With a bit of routine building and habit stacking, I was able to optimize the fuck out of my mornings to leave time for:
- Catching up on news
- Making me and my wife a healthy breakfast
- Working out and stretching
- Of course, showering and getting ready
- Work on building my personal brand
- Make coffee, tidy up, and say goodbye to Rachel
- Plan out my tasks for the day
- Make a coffee/tea and join our team scrum meeting at 9:15 am
The gift of time is not something to be wasted. I don’t think anyone would ever look back on their life and wished they had spent more time procrastinating on doing things they knew were important.
Everyone Is a Live Streamer Now
Whether you work for an online business or not, being on camera in a live setting is becoming more expected. Hopping on a quick video call to give a potential customer a first look at a new vehicle or home appliance is no longer a secret sales tactic.
Now, clothing stores like Lululemon have personal, online shopping experiences for their customers.
For work, I often find myself in 2-hour+ working sessions over Google Meet. Sharing screens, making mistakes in real-time, and breaking down problems into deliverables. It’s awesome, and it’s how I deliver work that my clients love.

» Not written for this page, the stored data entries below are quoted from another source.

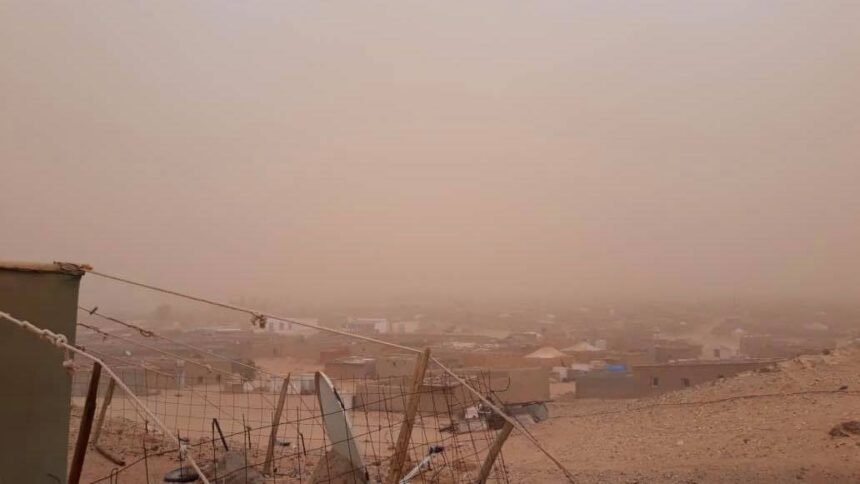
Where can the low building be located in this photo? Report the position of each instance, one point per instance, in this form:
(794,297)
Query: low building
(650,380)
(368,325)
(665,351)
(396,366)
(351,368)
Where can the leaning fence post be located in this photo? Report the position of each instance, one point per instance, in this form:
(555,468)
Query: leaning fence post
(86,426)
(493,453)
(399,457)
(103,411)
(97,432)
(276,421)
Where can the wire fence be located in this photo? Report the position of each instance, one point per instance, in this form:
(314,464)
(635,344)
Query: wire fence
(216,405)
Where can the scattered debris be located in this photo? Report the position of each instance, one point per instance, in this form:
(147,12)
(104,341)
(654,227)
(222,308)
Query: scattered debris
(846,429)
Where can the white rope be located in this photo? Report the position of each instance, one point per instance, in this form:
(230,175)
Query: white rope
(257,314)
(60,341)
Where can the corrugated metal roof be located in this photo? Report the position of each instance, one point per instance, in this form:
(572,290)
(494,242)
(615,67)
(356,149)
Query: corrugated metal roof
(56,267)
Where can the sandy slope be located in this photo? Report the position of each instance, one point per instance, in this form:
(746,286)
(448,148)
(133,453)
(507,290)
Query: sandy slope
(757,427)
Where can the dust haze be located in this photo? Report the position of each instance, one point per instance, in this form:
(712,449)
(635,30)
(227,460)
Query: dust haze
(343,151)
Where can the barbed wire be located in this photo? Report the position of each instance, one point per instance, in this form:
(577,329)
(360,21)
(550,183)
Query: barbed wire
(60,341)
(258,315)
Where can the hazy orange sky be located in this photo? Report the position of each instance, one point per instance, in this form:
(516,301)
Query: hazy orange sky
(487,149)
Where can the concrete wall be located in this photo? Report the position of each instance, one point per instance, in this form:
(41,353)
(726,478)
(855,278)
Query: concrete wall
(435,399)
(657,379)
(35,390)
(396,366)
(650,380)
(607,385)
(514,385)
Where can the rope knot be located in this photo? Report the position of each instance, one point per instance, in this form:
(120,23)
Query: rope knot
(258,320)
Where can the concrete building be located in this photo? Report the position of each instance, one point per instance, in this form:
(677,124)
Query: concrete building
(35,389)
(665,351)
(368,325)
(351,368)
(649,380)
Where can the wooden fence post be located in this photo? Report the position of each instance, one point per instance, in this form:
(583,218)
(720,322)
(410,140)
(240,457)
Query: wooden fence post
(103,411)
(402,447)
(86,426)
(276,422)
(493,453)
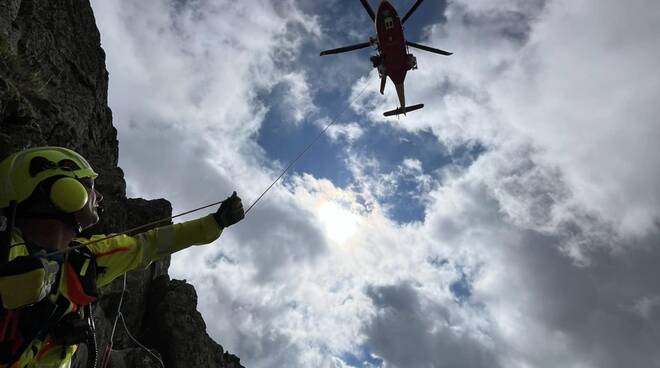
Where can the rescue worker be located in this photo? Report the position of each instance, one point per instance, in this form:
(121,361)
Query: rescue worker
(47,198)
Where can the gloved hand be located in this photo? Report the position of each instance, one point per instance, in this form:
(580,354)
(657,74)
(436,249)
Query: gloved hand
(230,211)
(26,280)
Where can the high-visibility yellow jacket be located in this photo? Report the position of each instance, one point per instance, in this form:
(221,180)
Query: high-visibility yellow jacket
(114,256)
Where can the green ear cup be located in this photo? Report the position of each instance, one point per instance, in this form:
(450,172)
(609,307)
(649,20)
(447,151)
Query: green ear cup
(68,195)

I might be the first to ever say this: I wonder how long it will take for grocery stores to have virtual meal planners that can help you coordinate all the food and recipes you need for the week?
People Have Been Working From Home Long Before COVID
Real estate agents, contractors, freelancers, coaches/instructors, psychiatrists, consultants in every industry, regional company reps, content creators, and freelancers all have an element of their work that can be done at home.
In my opinion, I think working from home became a hot topic when businesses were required by health authorities to literally close up their offices, which raised honest questions about overall workplace hygiene as well as confined workspaces. Maybe it no longer makes sense to have small collaboration areas or rows of desks along a wall with people working side by side.